I have no photos today. ... sigh... I AM creating, but nothing has been finished for what seems like an age. It has now been almost 3 weeks since I have had a day to myself. Me, who is completely used to having EVERY day to myself. It is all good, but the freedom to lose myself in my Right Brain is now going to have to be planned for MUCH more carefully. I thought I knew that already, but the challenge is in keeping up the effort at organization.
I HAVE completed 2 more round robin projects, and am deep in a dressmaking endeavor for DD#2 who has a figure which needs some intensive fitting. (Tall slim dancers are NOT the type for whom pattern companies grade their patterns!!) I have also completed a fascinating experiment with some denim and a Clorox Bleach Pen. A fun playtime with some very interesting results -- stay tuned for a project to come! So, yes, things are happening, but nothing that will photograph well... alas for blogging!

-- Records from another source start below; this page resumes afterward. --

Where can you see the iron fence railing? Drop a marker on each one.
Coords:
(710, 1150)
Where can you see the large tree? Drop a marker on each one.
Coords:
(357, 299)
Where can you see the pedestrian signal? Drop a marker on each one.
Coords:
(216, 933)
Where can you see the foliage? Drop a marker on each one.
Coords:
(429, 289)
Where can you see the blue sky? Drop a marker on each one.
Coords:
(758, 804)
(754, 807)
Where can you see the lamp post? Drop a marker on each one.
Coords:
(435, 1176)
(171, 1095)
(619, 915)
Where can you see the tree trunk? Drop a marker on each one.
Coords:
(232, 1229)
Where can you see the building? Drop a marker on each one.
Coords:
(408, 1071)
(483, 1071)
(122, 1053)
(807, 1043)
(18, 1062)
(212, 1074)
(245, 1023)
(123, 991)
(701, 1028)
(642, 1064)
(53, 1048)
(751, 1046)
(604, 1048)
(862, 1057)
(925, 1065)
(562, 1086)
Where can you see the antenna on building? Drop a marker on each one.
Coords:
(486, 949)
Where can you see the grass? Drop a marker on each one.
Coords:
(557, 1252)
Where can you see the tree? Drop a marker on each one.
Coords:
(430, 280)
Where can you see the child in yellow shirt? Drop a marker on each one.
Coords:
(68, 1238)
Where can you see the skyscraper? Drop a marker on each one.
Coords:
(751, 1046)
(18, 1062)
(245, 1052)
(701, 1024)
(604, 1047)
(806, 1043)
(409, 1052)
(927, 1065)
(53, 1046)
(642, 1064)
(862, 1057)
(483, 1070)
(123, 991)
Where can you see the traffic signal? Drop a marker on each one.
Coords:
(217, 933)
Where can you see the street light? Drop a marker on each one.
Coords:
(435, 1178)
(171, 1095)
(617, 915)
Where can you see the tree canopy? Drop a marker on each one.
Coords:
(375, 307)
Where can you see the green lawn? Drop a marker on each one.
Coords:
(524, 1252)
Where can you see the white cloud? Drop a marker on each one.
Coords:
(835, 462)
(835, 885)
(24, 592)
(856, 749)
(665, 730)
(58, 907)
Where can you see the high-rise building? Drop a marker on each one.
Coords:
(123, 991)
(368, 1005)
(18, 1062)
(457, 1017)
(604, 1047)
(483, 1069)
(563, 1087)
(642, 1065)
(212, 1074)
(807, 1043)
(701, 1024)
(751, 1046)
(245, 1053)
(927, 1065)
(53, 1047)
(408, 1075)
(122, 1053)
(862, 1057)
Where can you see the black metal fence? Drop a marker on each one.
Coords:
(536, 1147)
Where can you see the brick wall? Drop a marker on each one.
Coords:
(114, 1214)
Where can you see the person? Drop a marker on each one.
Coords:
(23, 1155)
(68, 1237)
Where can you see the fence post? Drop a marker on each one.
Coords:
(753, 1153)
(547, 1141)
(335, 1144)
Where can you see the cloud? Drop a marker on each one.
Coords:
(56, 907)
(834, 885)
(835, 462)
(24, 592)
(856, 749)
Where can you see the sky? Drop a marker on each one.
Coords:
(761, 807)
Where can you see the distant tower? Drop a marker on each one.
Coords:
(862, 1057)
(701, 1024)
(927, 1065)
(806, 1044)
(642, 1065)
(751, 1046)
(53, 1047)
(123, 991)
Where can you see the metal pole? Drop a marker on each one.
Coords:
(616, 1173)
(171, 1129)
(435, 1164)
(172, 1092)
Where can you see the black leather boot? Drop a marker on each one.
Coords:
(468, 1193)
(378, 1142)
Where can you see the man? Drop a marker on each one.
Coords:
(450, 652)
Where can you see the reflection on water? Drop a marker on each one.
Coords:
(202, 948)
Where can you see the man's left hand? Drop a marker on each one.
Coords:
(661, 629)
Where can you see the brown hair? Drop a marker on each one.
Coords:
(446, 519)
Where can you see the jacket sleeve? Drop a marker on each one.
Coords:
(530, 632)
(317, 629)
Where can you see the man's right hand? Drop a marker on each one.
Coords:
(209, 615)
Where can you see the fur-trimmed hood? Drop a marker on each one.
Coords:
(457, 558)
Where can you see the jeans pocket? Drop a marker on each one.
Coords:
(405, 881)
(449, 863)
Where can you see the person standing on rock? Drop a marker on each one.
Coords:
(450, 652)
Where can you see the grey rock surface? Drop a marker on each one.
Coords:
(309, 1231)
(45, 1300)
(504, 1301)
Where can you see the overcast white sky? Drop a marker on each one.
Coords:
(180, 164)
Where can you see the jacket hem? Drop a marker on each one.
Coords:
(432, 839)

I have also been doing my level best to be a Source of strength, rather than yet another who needs *his* strength to my DH, who is facing some serious challenges on the farm. Nothing major... just a string of odd coincidences and bad luck that add up I don't know how successful I have been, but I don't know what else I have to offer. He's not the kind of man who will ask for anything, and my intuition has run out of ideas. Maybe there really isn't anything else TO do. I wish I knew...
In the meantime, if you who read this are the praying kind, please remember us. I am becoming quite afraid of the next "little thing" which just might be the one thing too many for a good and strong man to bear. He would probably tell you I worry too much. I hope he's right.